Derek Sivers

Circle of influence — Circle of concern

2008-04-16

There’s a great metaphor in the book “The Seven Habits of Highly Effective People”.

The author says to imagine a circle that contains all the things you care about:

circle of concern

Inside of it, imagine a circle that contains all the things you can do something about:

circle of influence

Your goal is to either expand your ability to do something about the things you care about...

expand circle of influence

... or shrink your circle of concern — meaning: stop caring about some things — so that you don’t care too much about things you can’t do anything about.

It’s an interesting metaphor I’ve thought of often. But the most interesting part, to me, was at the end where he said that some dangerous individuals’ circle of influence is actually bigger than their circle of concern. They are affecting more than they care about, often unintentionally hurting others in their path.

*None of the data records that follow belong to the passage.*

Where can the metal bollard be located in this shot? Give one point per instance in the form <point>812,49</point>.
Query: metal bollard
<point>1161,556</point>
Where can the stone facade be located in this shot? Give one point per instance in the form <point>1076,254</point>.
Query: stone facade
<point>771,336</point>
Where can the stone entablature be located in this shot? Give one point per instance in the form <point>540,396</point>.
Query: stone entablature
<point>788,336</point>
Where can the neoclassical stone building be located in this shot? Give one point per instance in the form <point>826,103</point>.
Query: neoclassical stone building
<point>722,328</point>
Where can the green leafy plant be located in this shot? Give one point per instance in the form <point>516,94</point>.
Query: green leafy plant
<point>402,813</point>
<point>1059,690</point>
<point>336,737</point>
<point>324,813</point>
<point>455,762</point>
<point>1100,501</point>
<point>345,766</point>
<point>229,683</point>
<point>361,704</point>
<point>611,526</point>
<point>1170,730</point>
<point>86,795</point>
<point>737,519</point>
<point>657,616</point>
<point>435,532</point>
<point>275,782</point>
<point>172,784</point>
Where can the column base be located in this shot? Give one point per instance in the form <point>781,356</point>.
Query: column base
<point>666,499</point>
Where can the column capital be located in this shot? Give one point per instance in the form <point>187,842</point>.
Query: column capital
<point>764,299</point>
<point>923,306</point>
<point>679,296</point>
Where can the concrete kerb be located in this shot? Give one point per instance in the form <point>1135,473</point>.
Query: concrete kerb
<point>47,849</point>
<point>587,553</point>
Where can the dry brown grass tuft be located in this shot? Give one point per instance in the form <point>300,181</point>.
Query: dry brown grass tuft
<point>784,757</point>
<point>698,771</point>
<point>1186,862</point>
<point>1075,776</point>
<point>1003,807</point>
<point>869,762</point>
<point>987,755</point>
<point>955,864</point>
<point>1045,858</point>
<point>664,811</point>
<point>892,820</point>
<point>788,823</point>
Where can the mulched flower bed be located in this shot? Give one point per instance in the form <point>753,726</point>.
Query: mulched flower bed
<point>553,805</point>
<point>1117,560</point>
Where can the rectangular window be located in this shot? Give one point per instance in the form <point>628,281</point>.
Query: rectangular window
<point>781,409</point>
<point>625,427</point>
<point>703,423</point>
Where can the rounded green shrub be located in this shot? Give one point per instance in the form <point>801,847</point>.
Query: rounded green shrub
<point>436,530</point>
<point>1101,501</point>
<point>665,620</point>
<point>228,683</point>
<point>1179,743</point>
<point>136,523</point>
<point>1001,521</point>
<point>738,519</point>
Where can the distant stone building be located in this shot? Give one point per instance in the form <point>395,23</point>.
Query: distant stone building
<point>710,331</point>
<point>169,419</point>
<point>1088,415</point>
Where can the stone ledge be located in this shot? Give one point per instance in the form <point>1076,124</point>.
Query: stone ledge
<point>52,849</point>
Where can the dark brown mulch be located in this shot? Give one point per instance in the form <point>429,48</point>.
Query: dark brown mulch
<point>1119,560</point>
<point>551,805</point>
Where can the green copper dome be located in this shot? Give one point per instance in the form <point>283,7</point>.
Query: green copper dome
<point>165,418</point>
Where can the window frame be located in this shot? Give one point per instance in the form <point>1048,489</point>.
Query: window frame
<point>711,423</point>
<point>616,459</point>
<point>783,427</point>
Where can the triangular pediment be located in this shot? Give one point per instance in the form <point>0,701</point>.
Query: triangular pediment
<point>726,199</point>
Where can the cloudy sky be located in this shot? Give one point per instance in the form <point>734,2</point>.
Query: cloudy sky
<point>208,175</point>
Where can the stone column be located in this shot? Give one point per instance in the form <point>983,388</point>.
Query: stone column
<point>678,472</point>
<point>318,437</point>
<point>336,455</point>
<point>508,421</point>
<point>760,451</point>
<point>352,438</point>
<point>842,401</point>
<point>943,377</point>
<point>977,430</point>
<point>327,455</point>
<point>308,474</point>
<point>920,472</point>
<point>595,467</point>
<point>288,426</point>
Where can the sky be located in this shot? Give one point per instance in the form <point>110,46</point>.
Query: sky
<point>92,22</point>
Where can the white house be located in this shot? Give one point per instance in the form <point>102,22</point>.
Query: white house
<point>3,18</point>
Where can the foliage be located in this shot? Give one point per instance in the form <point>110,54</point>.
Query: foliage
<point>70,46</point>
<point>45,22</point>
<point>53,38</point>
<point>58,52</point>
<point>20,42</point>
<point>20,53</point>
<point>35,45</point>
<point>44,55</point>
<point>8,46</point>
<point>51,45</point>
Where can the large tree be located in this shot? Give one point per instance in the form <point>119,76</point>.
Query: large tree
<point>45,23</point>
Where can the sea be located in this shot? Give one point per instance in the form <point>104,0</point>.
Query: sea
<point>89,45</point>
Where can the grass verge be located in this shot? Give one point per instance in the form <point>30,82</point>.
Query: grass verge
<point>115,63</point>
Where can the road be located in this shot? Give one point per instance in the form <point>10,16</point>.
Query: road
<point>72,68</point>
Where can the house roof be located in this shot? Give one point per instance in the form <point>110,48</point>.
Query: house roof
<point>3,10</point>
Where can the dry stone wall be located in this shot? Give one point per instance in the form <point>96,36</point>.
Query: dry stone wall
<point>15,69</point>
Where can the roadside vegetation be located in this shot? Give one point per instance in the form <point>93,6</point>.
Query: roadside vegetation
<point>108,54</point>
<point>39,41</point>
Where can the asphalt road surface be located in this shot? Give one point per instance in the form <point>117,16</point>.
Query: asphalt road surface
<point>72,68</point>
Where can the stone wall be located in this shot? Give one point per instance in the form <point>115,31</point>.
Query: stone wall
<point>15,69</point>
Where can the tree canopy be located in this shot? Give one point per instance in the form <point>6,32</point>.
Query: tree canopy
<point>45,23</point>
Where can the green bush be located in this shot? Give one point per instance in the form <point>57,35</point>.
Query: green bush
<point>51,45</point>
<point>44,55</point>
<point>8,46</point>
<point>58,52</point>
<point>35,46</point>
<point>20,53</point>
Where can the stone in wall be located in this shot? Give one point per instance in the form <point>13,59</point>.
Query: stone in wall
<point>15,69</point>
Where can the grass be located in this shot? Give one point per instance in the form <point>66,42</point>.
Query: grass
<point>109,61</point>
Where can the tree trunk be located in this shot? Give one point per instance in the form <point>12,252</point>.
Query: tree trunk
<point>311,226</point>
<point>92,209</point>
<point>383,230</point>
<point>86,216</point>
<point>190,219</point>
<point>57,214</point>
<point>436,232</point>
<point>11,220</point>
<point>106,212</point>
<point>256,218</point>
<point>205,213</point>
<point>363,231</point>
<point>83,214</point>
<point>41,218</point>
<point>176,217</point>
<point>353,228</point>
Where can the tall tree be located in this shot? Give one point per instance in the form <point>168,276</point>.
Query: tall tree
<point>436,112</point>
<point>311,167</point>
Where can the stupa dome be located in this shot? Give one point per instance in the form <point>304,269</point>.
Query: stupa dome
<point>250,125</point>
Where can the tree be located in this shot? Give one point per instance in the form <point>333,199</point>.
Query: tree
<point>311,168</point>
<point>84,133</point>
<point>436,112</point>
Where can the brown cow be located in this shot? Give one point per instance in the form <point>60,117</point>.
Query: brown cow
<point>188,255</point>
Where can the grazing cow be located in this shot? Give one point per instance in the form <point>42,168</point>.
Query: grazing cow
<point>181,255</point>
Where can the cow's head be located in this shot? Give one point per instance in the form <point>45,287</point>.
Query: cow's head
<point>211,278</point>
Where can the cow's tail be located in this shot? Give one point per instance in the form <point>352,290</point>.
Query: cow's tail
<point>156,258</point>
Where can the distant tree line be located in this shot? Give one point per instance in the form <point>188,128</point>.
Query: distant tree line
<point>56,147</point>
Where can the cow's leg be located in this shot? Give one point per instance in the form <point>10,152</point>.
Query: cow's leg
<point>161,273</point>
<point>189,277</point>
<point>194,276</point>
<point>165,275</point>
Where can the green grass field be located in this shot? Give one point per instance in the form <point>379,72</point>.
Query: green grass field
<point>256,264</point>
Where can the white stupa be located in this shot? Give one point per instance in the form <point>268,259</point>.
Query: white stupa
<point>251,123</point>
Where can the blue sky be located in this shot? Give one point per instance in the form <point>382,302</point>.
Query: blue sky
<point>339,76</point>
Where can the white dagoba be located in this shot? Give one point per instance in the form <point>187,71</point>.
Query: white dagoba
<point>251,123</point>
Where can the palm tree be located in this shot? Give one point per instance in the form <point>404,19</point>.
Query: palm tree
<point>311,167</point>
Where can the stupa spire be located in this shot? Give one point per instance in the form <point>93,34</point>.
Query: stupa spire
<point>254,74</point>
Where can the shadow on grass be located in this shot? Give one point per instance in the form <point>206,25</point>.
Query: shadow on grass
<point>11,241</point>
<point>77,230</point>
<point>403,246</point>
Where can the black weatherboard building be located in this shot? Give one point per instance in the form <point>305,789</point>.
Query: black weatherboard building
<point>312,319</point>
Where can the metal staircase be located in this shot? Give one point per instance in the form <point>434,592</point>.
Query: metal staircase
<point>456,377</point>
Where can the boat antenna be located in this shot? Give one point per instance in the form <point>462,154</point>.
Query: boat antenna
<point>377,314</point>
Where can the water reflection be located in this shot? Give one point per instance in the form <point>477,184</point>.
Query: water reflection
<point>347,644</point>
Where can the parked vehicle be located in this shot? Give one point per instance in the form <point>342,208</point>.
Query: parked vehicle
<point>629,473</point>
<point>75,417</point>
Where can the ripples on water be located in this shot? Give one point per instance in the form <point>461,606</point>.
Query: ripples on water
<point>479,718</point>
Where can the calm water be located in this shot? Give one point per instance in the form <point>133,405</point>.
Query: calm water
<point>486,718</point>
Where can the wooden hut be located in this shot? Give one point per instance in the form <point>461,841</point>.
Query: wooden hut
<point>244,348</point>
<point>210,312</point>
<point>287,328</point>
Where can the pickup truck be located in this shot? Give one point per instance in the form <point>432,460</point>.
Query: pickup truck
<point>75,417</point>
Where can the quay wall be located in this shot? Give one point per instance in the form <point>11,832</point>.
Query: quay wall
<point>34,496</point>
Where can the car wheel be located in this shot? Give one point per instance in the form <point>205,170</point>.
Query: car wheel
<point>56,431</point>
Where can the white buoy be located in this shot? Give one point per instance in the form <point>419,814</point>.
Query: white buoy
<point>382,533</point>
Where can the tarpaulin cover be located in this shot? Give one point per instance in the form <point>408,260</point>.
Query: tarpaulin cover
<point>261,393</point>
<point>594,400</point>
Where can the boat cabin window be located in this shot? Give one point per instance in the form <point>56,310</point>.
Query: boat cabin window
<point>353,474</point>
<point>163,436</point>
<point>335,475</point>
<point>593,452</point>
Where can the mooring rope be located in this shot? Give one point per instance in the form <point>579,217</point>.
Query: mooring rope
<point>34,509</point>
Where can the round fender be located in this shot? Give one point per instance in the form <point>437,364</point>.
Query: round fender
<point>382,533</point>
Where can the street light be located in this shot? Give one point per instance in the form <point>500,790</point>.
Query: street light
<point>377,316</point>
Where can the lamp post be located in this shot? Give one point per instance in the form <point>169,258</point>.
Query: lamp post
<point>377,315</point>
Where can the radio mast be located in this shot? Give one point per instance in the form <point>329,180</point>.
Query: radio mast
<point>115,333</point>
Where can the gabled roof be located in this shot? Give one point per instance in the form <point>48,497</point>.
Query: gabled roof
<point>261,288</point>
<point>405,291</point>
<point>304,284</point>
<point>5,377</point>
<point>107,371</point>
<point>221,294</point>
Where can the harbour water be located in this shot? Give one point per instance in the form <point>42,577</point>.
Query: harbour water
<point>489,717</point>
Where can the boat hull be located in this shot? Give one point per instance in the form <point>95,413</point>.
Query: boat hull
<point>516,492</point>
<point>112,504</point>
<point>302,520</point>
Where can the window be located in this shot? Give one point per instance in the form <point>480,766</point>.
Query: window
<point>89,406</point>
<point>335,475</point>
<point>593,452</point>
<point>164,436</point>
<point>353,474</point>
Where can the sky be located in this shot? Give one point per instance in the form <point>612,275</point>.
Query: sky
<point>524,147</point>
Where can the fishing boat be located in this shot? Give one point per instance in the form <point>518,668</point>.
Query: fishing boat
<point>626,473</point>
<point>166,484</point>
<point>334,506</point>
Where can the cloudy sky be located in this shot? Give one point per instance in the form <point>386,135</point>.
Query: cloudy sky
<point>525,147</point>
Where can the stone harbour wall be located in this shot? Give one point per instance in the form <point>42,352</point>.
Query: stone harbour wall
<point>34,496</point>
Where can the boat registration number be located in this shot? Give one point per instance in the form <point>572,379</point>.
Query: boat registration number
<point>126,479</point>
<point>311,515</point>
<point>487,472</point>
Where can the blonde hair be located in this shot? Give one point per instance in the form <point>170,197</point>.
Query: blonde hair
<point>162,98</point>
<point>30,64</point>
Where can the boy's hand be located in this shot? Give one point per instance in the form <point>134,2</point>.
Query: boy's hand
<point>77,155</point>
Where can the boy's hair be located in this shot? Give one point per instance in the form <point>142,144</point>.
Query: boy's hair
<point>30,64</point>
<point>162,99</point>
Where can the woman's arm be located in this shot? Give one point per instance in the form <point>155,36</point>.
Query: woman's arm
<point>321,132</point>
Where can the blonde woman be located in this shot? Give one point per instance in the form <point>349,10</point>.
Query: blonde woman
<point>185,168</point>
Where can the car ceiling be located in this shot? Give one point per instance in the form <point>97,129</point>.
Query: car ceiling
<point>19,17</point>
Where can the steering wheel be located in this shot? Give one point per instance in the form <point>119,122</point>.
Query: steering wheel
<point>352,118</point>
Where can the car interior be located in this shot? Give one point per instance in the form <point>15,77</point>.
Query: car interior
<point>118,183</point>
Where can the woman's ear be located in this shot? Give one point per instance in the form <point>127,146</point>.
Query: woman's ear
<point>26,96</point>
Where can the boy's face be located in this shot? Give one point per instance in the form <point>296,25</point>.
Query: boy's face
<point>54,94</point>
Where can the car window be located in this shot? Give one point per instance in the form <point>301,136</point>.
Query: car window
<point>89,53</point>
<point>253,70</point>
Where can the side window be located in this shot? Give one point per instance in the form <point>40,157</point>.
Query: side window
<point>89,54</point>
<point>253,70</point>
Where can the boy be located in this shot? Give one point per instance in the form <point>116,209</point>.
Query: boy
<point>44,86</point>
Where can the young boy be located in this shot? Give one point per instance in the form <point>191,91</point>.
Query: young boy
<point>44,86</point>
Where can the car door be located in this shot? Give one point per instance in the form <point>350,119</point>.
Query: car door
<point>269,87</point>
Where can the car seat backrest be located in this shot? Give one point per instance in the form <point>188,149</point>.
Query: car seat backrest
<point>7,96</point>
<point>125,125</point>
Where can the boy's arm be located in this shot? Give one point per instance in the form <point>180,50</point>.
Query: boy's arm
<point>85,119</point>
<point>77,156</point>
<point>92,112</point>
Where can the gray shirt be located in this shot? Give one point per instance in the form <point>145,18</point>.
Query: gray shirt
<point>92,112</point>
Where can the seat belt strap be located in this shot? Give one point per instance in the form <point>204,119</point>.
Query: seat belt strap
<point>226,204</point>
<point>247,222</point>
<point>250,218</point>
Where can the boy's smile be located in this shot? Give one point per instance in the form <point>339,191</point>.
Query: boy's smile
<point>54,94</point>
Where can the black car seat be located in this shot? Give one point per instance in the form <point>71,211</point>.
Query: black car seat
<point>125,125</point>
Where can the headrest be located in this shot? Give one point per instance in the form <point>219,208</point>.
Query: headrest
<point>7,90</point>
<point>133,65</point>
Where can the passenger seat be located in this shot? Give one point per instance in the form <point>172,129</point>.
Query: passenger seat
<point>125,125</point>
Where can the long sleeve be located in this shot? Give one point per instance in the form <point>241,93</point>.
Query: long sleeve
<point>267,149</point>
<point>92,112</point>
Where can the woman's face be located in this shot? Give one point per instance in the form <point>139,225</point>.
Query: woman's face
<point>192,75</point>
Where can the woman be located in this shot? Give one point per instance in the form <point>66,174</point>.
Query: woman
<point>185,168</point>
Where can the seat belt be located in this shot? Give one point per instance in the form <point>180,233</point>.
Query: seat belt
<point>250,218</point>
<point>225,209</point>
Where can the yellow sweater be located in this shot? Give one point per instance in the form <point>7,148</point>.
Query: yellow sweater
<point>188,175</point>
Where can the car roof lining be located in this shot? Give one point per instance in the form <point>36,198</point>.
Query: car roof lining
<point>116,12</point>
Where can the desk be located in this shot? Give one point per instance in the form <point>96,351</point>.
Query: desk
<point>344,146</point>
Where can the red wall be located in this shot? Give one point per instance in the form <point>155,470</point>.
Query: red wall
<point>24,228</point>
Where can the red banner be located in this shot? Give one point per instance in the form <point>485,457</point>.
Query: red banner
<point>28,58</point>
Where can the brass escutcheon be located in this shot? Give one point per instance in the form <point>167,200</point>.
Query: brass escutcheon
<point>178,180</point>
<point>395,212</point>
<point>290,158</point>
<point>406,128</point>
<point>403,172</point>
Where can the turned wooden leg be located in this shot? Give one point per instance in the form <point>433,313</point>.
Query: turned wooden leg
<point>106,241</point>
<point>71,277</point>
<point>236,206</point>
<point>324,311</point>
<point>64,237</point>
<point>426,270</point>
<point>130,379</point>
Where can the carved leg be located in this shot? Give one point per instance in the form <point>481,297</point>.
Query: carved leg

I’ve felt like that a lot over the last six years. I employ 85 people at CD Baby. I’ve never even met half of them. Clients I don’t know get hurt because I never replied to an email I never saw. I started hiring the services of a small company, then changed plans, and found out that my change-of-plans sent them into default on a bank loan, practically destroying their company. Etc.

I’m dangerous. I’m trying to be more cautious. I really do think of everything from the other person’s point of view, but man it’s hard to take every affected person into consideration for every decision.